I didn’t know if the binding would keep him controlled by my will, or if it had only bound him into a prison; the only way to test it would be to release him, and that was a dangerous risk. Too dangerous, for now. Later, perhaps, it would be worth taking the chance.
The truck was still moving, already out of sight. Safe, for now.
And I was once again on foot.
Chapter 4
TWO MILES DOWN THE ROAD, I found the Victory motorcycle sitting neatly parked on the edge. The tire marks told me that the truck had stopped, unloaded it, and driven on. Good. I leaned against the bike for a few moments, head down. The rain continued, but it was fitful now, and light; no other traffic had passed in either direction.
I mounted the bike and started it with a spark of power, then patted the sleek side with absent fondness. “Let’s find them,” I said. I opened the saddlebag strapped to the side and found men’s clothing, rolled up tightly; the beer bottle with Rashid’s spirit fit nicely inside the curl of a pair of soft blue jeans, and I cushioned it further with a fleece shirt.
Then I eased the Victory out onto the black ribbon of road, and started the ride.
The punishing vibration of the engine felt magically soothing to me, pounding the kinks from knotted muscles and clearing my mind. The wind and rain in my face woke something primal in me, something that thought clearly and coldly about our chances. They were, of course, poor at best. Lewis Orwell himself had admitted that; until the bulk of the Wardens docked from their mission at sea, those of us stranded here were the thinnest possible line of defense. There was no chance we wouldn’t be shattered.
But we had an unexpected, even shocking advantage, if we could actually trap and bottle the Djinn. I’d always loathed that loophole in the freedom and power of my kind, but now I felt grateful for it; without it, the humans wouldn’t stand a chance, and ultimately neither would the Djinn themselves or the Mother. We had to maintain a fragile balance to fight for reason, for peace, and for the defeat of our real enemy: Pearl.
The Mother was experiencing agony and the temporary madness that came of it. If we could soothe her, it would pass. But Pearl… Pearl was a cancer at the very heart of the world, and she had to be burned away.
The bottle in my saddlebags represented a step toward all of that. Perhaps. At the very least, it symbolized a chance we hadn’t had an hour ago.
I saw the white flash of paint ahead on the road, and accelerated around a curve. The truck was just ahead now, climbing a rise. I could catch it in only a moment.
I was still half a mile back when the vehicle made the top of the hill…
… And exploded in a fireball, raining metal and debris into the trees.

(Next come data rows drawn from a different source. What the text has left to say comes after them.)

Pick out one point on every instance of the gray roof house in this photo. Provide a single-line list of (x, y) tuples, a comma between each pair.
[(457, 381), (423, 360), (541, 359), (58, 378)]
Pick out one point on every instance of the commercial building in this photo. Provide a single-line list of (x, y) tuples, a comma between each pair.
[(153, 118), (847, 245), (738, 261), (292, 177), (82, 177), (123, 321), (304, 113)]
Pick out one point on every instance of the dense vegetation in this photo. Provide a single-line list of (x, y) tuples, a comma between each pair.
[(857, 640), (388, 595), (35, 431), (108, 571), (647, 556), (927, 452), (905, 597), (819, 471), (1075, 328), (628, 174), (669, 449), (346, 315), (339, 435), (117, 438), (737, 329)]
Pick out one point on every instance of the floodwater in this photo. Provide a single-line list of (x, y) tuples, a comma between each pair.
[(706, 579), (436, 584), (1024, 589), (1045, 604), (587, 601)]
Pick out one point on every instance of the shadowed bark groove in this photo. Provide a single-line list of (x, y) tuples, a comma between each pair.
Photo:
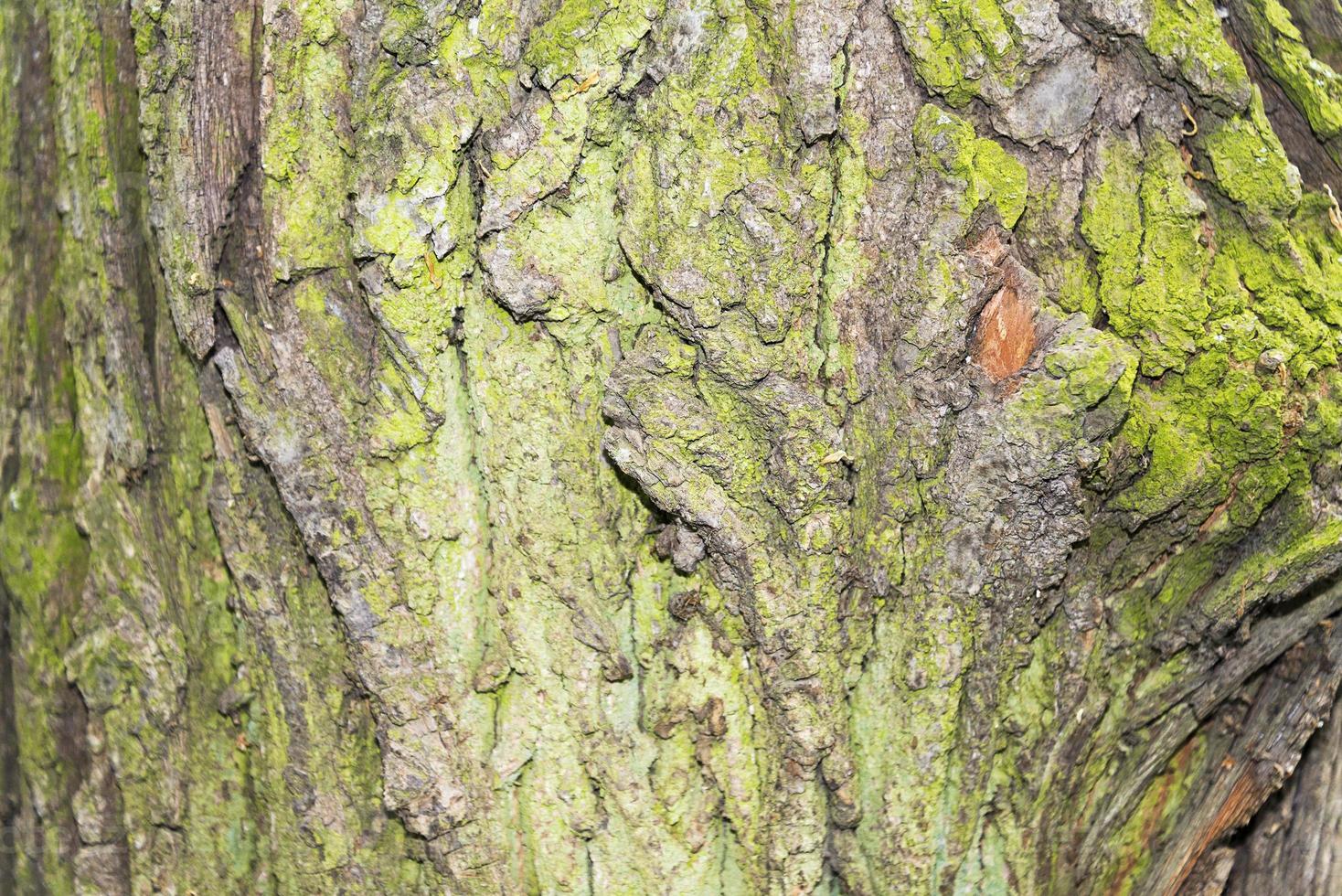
[(670, 447)]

“No!” I screamed. It burst out of me in a fury, ripping a blood path down my nerves and flesh, and I pushed the throttle hard over, heedless of the slick road, the dangers, everything except the burning wreck that was overturned there at the top of the hill.
No one could have survived that.
No one.
I found the first body lying in a burning heap on the side of the road. The pine trees were aflame, and the sound of trees snapping as the sap boiled was like war.